Восемь лет! Потом Генриетта будет вспоминать об этом возрасте как о конце своего детства.
На следующий день в столицу въезжал король Франции. Вдоль дороги из Сен-Клу в Париж толпились люди, чтобы приветствовать его. Прошел уже год со времени его отъезда из Парижа, но и в дни бунта против двора люди не забывали про этого красивого мальчика и не чувствовали к нему неприязни; наоборот, один его вид вызывал приветственные крики и аплодисменты.
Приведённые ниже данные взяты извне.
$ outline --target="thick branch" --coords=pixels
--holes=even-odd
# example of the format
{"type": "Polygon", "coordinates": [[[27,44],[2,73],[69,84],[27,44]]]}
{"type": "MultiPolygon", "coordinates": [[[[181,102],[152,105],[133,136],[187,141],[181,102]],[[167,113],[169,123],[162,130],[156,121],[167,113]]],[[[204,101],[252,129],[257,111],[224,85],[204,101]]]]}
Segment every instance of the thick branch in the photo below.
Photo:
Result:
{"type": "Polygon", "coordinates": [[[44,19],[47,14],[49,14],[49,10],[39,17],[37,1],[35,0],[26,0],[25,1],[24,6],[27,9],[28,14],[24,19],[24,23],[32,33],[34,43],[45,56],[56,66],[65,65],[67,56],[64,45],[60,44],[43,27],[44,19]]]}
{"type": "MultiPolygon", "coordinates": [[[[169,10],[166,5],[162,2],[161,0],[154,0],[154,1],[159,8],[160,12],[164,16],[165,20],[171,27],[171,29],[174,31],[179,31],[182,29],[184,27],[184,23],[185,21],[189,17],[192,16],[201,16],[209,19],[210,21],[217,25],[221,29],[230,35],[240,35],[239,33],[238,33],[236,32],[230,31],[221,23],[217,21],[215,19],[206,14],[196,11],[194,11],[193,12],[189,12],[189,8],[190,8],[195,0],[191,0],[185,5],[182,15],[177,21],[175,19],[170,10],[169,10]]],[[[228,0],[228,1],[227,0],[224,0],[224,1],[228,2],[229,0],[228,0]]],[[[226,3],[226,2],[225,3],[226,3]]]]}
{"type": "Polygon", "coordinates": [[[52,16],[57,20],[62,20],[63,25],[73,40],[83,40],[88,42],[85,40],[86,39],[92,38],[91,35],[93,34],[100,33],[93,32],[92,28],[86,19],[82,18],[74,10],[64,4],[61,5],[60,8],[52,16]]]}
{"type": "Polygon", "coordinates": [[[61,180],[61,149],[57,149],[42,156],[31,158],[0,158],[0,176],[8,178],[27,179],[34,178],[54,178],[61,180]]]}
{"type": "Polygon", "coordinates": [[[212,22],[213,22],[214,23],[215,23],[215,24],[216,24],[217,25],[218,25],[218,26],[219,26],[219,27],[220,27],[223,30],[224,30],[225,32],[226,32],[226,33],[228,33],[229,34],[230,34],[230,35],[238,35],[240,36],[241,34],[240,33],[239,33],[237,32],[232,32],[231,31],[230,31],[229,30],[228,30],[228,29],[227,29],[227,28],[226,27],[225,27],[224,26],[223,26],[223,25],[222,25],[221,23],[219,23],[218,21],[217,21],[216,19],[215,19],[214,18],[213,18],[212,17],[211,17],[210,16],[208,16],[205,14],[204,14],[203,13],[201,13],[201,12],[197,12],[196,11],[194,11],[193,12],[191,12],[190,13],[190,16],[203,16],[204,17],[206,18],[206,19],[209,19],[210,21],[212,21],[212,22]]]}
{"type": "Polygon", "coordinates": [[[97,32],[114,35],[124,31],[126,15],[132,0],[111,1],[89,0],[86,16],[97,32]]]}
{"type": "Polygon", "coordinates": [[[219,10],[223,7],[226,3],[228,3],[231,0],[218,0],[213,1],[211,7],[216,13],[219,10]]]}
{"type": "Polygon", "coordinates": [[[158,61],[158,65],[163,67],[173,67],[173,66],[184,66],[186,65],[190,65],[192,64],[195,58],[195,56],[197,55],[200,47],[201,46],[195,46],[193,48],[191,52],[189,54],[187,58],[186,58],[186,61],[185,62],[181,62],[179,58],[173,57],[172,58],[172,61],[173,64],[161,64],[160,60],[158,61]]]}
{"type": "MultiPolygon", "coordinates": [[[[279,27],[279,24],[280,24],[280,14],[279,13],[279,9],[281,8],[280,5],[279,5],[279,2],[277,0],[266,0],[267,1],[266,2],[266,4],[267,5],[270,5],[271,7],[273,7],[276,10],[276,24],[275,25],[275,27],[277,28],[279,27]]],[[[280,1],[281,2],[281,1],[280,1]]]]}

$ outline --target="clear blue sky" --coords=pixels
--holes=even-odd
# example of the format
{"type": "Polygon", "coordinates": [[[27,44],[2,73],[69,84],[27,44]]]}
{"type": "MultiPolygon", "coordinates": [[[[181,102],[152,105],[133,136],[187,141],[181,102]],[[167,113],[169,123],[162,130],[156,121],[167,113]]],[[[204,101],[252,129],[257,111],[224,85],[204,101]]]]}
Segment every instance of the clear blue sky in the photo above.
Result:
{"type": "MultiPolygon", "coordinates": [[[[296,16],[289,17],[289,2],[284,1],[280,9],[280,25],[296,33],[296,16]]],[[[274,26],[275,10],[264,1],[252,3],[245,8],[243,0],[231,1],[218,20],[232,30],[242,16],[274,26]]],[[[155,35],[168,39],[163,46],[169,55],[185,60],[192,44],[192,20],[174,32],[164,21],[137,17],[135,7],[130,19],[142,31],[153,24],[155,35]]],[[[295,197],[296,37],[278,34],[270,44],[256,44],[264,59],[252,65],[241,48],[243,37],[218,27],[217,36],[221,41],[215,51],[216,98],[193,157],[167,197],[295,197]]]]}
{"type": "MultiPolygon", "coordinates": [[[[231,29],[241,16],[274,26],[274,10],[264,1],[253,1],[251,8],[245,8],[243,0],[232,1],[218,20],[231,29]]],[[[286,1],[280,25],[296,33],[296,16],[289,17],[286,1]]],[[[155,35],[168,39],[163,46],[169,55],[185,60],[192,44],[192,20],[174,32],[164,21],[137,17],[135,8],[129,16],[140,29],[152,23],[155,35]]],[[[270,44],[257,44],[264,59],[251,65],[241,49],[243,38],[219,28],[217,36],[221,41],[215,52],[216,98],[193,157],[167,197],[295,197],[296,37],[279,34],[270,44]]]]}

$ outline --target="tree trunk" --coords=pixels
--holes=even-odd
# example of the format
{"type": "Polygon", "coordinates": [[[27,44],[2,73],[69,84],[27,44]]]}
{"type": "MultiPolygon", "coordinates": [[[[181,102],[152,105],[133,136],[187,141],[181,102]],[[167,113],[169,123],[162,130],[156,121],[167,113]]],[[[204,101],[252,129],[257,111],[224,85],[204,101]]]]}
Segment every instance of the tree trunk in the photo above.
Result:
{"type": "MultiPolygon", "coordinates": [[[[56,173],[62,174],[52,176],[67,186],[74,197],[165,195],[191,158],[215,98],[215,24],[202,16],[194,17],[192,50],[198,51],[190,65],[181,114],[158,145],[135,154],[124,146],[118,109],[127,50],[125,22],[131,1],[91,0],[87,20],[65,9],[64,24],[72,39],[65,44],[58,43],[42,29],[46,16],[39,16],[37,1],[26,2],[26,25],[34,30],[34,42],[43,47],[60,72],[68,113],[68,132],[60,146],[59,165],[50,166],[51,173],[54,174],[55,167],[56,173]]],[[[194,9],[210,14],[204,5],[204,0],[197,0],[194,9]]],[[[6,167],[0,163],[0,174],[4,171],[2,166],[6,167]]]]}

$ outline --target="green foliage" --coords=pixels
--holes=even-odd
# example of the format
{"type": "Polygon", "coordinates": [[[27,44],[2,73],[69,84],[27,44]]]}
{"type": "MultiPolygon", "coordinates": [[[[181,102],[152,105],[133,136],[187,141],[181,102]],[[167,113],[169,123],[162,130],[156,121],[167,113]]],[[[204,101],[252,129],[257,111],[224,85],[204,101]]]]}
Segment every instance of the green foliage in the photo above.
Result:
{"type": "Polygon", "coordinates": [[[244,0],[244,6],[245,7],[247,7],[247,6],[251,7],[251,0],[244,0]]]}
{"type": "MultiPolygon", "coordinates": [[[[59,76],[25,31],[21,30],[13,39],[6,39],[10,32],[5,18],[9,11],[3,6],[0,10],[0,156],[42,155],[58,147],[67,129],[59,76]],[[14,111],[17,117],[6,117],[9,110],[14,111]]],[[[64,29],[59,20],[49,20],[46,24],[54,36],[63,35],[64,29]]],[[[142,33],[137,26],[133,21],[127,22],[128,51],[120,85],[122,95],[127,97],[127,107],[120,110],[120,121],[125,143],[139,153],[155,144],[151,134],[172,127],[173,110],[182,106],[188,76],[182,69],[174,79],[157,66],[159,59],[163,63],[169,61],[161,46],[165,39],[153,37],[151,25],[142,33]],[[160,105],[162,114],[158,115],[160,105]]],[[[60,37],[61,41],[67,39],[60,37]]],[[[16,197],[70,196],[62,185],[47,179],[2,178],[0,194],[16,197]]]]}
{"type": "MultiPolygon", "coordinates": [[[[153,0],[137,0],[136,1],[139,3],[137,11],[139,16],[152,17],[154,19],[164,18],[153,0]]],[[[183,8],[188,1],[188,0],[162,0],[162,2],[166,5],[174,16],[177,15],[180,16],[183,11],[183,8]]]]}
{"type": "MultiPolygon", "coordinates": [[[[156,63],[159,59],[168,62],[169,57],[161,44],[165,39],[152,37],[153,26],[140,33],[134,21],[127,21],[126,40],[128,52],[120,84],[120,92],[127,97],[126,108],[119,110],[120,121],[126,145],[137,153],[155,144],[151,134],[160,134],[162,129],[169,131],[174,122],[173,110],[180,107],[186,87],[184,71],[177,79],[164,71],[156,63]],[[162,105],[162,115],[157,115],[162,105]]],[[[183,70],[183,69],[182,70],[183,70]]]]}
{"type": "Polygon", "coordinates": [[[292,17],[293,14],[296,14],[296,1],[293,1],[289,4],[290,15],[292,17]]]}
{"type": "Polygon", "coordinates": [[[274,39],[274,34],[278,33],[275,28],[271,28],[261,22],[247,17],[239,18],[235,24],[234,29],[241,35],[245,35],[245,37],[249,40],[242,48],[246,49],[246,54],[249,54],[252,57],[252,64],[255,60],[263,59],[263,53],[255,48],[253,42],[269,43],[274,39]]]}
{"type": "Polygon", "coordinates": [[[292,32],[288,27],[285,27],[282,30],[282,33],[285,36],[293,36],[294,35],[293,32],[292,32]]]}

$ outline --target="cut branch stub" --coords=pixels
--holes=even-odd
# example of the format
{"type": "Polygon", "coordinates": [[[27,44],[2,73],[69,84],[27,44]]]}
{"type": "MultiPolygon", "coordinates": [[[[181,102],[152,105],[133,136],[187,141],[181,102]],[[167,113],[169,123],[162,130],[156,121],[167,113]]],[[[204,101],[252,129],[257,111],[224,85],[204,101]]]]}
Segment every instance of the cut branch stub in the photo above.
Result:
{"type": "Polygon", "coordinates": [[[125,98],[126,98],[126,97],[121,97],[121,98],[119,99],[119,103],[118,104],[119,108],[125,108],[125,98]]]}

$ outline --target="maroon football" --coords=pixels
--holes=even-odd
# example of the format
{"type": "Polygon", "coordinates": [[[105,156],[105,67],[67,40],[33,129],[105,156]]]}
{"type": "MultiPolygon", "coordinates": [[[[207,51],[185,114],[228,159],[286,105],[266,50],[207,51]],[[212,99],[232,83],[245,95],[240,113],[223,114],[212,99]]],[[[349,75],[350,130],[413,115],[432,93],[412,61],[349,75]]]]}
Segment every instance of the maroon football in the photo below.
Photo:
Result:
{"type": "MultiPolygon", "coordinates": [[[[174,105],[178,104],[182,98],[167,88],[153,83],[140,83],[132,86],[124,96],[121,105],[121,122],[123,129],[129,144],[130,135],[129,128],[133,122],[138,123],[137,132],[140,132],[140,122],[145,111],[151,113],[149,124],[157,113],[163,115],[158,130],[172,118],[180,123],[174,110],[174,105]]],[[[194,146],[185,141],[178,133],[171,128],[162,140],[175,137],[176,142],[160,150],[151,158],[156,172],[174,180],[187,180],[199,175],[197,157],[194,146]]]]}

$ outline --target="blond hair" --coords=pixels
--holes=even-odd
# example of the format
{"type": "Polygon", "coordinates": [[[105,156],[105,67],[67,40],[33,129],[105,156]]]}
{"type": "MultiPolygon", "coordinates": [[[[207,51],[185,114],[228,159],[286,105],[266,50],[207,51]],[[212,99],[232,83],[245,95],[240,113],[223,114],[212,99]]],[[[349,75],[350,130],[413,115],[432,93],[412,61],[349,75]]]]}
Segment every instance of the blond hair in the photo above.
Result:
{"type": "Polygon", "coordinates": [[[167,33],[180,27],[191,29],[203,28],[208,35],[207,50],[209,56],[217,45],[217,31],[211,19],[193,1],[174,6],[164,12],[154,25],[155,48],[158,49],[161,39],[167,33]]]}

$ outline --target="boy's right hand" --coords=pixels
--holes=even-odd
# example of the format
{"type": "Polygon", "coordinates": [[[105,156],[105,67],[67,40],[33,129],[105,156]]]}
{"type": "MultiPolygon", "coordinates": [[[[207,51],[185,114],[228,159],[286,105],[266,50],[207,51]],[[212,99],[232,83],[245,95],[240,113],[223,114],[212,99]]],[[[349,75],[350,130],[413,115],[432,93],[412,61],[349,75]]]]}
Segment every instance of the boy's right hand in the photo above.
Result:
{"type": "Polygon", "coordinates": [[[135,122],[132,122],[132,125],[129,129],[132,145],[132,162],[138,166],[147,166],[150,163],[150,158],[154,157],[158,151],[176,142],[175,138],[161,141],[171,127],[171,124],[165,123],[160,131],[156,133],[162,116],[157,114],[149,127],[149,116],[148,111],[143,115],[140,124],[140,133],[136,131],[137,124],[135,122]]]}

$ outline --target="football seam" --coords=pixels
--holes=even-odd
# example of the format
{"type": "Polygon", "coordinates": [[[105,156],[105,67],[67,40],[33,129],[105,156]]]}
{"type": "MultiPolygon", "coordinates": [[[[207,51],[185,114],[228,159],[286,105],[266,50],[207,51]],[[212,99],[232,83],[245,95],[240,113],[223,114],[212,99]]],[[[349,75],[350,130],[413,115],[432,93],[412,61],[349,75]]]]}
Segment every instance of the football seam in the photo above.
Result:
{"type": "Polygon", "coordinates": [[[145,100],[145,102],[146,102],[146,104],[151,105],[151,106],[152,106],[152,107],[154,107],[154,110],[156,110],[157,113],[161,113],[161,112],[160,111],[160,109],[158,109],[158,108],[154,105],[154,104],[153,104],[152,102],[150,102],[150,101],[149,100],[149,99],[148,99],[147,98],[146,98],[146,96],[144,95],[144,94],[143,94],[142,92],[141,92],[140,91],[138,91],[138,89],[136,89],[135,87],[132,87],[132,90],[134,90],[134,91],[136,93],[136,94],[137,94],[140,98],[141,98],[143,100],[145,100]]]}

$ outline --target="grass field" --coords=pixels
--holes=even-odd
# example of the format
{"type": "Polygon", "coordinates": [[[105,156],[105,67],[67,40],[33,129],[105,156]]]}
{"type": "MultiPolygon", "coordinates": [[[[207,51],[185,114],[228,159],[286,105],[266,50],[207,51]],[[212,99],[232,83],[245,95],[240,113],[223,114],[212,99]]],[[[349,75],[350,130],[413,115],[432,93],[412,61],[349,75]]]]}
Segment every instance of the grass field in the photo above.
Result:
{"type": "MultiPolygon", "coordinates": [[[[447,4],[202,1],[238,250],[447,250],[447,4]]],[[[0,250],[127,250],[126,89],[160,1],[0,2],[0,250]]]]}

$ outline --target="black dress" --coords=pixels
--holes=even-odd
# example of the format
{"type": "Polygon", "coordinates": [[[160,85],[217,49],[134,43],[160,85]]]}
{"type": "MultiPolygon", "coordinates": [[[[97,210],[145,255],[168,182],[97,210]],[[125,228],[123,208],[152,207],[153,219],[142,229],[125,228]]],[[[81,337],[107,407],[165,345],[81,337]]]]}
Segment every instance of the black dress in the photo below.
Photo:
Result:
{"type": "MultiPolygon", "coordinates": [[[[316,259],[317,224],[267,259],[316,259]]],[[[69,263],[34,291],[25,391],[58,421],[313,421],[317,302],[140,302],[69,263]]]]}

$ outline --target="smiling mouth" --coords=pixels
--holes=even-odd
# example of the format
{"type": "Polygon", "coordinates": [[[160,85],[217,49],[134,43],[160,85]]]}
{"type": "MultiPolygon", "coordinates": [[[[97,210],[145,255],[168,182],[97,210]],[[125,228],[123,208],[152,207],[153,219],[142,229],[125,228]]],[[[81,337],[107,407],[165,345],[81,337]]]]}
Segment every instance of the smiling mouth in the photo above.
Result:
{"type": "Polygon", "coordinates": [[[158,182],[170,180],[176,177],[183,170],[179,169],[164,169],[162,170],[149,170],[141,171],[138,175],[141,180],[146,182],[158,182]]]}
Все вокруг было великолепно разукрашено: городские гвардейцы, одетые в красный и голубой бархат, возглавляли процессию, а сразу за ними скакал король, в пурпурных бархатных одеждах, вышитых золотыми королевскими лилиями, его шляпа с плюмажем была красиво заломлена назад. Карие глаза, сиявшие торжеством и доброжелательностью, гармонировали с отточенными чертами лица, достойными греческой скульптуры, а свежий, кровь с молоком, цвет лица свидетельствовал, что это все же не статуя, а живой и здоровый подросток. Рядом, разительно контрастируя с ним, возвышалась худая фигура английского короля; его смуглое лицо казалось безобразным рядом с розово-белым лицом небесного херувима, каковым казался французский король, и, тем не менее, многие женщины были не в силах отвести глаз от первого, чтобы взглянуть на второго.
Со всех колоколен доносился праздничный звон: Фронда окончена, во Франции — мир, и мужчины и женщины плачут и говорят, что их красивый король ниспослан самими Небесами, чтобы привести страну к процветанию. Окна были распахнуты настежь, из них тоже доносились ликующие крики, повсюду развевались шелковые ленты. Самые любопытные залезали на крыши, желая лучше видеть своего монарха. Одна женщина — оборванная и грязная — проложила себе путь через толпу и попыталась поцеловать ногу Людовика. Гвардейцы собрались было оттащить ее, но король лишь улыбнулся, и улыбка его заставила женщину закричать: «Храни его Бог!», и все собравшиеся начали бурно восхвалять нищенку и милость короля.